La France plutôt bien située au hit parade du bien vieillir

L’Hexagone est un pays où on ne vieillit pas trop mal, estiment une majorité de Français, selon une étude sur le bien vieillir en France et en Europe.

Ainsi, 53% des Français pensent que la société permet aux personnes âgées de bien vieillir. Et cette proportion atteint même 74% chez les résidents des maisons de retraite, selon le 1er baromètre sur le vieillissement et le bien vieillir en France et en Europe réalisé par l’institut Odoxa pour le groupe d’établissement pour personnes âgées Orpéa.

Malgré 45% de réponses négatives, cette perception plutôt positive du bien vieillir place les Français dans le peloton de tête européen, derrière les Autrichiens (70% pensent que leur société favorise le bien vieillir), mais devant les Espagnols (48%), les Allemands (45%), les Britanniques (44%) et les Italiens, qui ne sont que 39% à être satisfaits des conditions de la vieillesse dans leur pays.

Il existe toutefois des disparités dans les opinions. Selon Odoxa, les femmes sont moins «positives» (50%) que les hommes (57%), et plus les foyers sont modestes, moins ils pensent que la société permet aux personnes âgées de bien vieillir (51% chez les foyers les plus modestes, contre 60% chez les foyers les plus aisés).

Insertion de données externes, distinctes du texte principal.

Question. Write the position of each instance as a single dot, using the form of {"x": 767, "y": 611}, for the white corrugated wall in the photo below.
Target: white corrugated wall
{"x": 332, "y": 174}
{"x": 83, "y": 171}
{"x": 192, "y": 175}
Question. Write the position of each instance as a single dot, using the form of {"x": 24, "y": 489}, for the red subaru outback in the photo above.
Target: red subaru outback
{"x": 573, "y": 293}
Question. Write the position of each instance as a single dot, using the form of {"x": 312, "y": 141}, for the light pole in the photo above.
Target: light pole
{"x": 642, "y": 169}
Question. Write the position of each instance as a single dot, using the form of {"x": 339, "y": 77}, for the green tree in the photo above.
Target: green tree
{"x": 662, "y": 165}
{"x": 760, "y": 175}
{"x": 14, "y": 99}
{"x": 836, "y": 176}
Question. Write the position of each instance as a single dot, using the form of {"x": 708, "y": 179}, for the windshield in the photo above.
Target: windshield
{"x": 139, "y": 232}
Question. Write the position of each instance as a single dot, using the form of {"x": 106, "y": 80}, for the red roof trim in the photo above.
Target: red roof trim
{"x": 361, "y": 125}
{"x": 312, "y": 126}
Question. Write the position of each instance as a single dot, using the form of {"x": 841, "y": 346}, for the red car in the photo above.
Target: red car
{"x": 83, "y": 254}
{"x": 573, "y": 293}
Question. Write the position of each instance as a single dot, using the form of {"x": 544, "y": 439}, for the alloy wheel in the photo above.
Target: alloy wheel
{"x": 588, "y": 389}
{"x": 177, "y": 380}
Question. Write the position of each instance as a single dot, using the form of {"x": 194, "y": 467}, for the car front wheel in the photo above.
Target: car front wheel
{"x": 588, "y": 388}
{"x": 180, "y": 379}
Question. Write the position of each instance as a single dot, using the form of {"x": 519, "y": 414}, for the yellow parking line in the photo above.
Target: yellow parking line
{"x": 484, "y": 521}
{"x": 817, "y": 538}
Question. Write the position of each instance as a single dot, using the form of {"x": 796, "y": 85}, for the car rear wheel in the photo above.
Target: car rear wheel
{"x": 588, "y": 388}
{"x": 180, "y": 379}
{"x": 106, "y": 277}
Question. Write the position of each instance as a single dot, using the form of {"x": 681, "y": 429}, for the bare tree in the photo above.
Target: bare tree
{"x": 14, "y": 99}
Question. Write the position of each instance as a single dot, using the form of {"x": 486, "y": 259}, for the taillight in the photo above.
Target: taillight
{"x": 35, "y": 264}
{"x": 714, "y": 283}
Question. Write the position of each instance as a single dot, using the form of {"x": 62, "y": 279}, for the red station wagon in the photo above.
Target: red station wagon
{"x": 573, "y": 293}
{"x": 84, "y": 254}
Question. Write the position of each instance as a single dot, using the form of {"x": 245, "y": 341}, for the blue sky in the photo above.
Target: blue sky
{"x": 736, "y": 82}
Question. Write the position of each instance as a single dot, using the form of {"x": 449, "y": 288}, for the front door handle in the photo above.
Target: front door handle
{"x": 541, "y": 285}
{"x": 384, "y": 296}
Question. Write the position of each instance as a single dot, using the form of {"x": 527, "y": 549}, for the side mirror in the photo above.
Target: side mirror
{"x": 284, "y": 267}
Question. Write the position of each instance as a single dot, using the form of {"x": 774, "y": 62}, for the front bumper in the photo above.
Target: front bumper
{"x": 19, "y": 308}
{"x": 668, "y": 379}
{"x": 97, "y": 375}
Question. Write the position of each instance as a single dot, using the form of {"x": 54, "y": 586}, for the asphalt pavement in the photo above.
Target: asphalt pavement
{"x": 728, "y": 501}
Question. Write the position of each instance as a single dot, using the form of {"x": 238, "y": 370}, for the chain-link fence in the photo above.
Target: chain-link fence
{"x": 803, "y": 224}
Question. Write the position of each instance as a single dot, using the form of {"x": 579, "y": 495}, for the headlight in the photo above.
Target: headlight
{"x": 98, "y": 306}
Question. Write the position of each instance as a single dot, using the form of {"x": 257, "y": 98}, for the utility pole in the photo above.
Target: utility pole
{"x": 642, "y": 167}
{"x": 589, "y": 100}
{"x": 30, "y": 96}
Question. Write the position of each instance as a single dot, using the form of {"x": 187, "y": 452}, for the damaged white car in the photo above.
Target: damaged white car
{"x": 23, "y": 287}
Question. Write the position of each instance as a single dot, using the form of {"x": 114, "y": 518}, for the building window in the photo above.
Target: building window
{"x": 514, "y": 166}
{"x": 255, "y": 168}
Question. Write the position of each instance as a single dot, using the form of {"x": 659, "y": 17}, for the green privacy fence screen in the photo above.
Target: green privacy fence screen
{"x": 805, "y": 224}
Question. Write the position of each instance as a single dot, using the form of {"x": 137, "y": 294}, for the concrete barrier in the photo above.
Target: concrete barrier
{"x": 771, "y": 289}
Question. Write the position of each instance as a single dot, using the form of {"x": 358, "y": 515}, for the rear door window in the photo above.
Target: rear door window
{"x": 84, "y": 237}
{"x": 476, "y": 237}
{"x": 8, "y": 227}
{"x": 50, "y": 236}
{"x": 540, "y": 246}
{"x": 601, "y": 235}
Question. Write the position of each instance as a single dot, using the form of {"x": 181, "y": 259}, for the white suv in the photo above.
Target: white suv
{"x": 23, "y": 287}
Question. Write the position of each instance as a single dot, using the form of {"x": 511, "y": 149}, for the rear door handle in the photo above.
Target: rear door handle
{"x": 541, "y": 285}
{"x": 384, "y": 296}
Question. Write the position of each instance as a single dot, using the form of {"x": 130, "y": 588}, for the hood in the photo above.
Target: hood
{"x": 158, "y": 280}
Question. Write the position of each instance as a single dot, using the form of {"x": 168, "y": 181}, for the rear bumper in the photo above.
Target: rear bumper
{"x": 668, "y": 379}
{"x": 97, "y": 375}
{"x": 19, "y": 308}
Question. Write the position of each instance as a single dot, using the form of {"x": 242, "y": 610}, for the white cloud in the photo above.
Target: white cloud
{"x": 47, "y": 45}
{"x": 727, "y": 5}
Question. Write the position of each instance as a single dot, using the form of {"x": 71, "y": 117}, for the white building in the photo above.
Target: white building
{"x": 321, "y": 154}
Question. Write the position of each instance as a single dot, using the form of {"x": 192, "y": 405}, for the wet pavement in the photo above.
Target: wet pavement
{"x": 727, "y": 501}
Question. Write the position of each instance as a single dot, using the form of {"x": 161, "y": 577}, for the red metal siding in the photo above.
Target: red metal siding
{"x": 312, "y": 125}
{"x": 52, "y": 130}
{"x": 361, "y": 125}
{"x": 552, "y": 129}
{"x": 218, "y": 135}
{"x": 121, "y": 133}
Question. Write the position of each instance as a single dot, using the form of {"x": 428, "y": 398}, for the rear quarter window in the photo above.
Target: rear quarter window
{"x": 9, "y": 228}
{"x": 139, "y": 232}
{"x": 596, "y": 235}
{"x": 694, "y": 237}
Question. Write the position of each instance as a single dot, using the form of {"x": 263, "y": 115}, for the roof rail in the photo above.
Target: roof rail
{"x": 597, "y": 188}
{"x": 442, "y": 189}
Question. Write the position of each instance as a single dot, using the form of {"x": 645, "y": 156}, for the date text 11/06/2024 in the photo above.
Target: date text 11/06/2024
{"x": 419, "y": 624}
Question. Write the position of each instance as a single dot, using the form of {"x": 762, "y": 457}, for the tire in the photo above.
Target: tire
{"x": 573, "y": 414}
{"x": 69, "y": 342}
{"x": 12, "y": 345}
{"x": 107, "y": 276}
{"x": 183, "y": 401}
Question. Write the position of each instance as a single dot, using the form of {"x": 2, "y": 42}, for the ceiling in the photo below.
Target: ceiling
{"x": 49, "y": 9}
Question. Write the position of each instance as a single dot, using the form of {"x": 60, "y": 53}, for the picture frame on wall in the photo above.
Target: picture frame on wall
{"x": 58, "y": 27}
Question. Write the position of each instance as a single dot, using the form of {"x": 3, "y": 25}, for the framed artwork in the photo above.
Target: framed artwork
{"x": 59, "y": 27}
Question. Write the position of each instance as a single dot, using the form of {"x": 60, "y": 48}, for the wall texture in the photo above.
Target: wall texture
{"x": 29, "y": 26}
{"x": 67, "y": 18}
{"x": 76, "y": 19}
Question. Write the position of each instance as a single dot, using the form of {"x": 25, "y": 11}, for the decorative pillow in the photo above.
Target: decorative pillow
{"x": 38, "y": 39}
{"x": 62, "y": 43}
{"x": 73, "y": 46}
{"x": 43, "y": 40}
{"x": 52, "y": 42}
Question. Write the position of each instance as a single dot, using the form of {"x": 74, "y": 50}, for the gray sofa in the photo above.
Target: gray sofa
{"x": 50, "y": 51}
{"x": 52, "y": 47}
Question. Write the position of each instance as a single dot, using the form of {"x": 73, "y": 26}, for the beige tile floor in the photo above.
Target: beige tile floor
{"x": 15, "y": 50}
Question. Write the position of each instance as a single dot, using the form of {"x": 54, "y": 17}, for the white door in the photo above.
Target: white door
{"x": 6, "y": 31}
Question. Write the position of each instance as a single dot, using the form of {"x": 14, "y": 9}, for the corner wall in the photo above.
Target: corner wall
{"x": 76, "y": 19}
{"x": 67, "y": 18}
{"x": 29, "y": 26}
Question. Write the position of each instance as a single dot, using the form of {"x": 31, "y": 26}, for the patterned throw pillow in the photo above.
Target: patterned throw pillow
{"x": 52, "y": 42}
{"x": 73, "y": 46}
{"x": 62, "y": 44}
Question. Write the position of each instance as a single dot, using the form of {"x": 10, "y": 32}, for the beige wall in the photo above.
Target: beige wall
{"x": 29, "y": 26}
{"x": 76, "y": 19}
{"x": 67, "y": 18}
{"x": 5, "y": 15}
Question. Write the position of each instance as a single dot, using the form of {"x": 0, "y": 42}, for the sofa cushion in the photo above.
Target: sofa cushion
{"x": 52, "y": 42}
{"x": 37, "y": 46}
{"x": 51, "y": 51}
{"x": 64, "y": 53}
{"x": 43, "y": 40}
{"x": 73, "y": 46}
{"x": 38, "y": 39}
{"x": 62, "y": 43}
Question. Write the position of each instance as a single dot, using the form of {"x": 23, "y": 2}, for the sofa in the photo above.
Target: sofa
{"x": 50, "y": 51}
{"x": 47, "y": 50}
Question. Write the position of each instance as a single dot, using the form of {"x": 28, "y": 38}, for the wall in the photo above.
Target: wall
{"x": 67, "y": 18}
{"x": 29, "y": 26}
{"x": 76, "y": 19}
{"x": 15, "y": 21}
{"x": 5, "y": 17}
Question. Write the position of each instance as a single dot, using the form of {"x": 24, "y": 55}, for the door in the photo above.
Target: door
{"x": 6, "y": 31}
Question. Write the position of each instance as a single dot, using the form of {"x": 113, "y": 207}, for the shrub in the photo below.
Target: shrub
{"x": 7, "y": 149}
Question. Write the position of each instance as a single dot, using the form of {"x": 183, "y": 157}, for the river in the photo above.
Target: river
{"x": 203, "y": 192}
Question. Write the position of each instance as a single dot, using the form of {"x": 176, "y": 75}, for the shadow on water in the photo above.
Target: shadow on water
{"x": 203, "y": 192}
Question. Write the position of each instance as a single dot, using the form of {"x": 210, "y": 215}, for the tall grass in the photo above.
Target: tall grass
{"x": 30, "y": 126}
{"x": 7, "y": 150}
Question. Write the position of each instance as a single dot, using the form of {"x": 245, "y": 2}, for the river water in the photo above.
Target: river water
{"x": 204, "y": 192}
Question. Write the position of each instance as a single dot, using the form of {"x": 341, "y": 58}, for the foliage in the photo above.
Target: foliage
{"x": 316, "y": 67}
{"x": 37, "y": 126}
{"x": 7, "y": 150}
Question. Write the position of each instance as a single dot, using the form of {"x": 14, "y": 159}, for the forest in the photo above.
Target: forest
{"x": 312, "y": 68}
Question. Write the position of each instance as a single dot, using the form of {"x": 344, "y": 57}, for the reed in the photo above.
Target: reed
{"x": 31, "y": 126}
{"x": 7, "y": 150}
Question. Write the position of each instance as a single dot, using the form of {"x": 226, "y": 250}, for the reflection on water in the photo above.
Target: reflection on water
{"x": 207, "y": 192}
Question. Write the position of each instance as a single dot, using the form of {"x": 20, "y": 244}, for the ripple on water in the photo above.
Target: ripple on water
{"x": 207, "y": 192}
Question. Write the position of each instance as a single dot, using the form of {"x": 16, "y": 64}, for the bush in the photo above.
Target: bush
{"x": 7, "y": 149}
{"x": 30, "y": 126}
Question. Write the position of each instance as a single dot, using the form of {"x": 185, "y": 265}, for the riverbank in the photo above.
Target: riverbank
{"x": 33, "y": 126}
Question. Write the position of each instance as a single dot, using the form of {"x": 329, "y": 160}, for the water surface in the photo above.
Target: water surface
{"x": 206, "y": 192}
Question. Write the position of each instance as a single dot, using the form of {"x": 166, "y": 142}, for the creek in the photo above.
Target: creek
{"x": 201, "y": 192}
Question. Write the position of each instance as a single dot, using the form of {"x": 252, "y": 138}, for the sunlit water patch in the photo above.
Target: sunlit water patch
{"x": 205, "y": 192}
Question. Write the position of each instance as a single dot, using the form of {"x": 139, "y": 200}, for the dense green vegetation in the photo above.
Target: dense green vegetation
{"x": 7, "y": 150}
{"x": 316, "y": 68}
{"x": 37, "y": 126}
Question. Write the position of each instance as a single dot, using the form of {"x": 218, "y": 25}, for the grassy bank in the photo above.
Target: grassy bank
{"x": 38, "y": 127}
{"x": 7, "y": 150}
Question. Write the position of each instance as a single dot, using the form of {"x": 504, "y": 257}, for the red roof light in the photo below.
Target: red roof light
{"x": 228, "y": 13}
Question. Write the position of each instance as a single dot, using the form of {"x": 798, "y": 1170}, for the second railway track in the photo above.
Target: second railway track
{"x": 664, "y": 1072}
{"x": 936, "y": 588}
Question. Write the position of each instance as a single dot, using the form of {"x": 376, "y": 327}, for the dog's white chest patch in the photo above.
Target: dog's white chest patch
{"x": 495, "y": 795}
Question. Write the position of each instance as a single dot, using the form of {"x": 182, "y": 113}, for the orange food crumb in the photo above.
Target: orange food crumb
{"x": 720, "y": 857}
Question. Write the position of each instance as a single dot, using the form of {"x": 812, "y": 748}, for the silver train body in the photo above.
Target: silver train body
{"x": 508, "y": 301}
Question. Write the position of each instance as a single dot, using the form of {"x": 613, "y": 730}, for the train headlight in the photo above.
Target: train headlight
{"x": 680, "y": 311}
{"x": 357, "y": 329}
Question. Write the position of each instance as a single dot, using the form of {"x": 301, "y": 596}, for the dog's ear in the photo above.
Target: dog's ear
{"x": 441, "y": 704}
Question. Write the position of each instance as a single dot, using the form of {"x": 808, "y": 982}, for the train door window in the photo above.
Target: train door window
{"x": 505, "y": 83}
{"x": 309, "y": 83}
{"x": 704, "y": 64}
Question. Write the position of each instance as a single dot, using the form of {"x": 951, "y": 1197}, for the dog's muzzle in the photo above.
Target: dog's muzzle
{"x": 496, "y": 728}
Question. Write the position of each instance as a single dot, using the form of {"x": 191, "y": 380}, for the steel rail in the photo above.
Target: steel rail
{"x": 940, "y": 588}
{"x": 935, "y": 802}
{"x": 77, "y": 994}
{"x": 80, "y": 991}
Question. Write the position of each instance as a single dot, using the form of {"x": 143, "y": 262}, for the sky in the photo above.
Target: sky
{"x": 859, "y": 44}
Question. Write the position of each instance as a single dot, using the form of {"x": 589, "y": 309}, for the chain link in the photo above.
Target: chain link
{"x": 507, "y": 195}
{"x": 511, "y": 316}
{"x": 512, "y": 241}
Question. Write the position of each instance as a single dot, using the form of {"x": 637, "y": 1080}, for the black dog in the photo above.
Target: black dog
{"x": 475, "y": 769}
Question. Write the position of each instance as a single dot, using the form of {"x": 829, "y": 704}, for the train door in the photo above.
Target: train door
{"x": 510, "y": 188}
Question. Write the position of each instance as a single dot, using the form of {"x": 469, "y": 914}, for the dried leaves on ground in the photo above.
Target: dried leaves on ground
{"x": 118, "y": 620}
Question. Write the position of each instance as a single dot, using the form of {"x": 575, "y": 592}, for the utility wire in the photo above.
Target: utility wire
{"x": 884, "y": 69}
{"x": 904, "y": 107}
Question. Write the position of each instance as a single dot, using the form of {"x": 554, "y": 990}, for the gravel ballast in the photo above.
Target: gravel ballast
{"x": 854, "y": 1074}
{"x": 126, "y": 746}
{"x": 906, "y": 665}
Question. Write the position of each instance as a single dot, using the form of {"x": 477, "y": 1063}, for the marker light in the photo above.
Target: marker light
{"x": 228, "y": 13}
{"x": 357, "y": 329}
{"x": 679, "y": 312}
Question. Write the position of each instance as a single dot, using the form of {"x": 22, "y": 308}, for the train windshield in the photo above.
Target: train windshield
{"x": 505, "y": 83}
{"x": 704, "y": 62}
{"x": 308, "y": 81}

On notera également que les premiers concernés, les 75 ans et plus, ne sont que 51% à partager ce sentiment, contre 59% des 25-34 ans. En moyenne, les Français jugent que l’on est une personne âgée à 72 ans, mais ils estiment aussi qu’il est difficile de l’être à partir de 80 ans, en moyenne, précise l’étude.

Bien vieillir chez soi

Pour les Français, bien vieillir, c’est d’abord rester autonome (59%), puis vivre le plus longtemps possible chez soi (55%). Comparativement, le fait de rester autonome reste une priorité pour 57% des Britanniques, 53% des Italiens et 52% des Allemands. «Dans notre pays, l’idée de l’autonomie semble aller de pair avec le fait de ‘pouvoir rester à son domicile le plus longtemps possible’ », souligne Odoxa.

Pour autant, à l’approche de l’élection présidentielle, le sujet reste absent des débats, alors que 95% des Français jugent qu’il est important, voire prioritaire (50%), pour les pouvoirs publics. Selon l’Insee, 2,5 millions de Français étaient en perte d’autonomie en 2015. Ils devraient être 3,7 millions en 2030 et 4,8 millions en 2050, soit près du double en 35 ans.

Enquête menée sur Internet auprès de 3 007 Français, 2 508 européens (Allemands, Autrichiens, Britanniques, Espagnols, Italiens) et 444 résidents en Ehpad.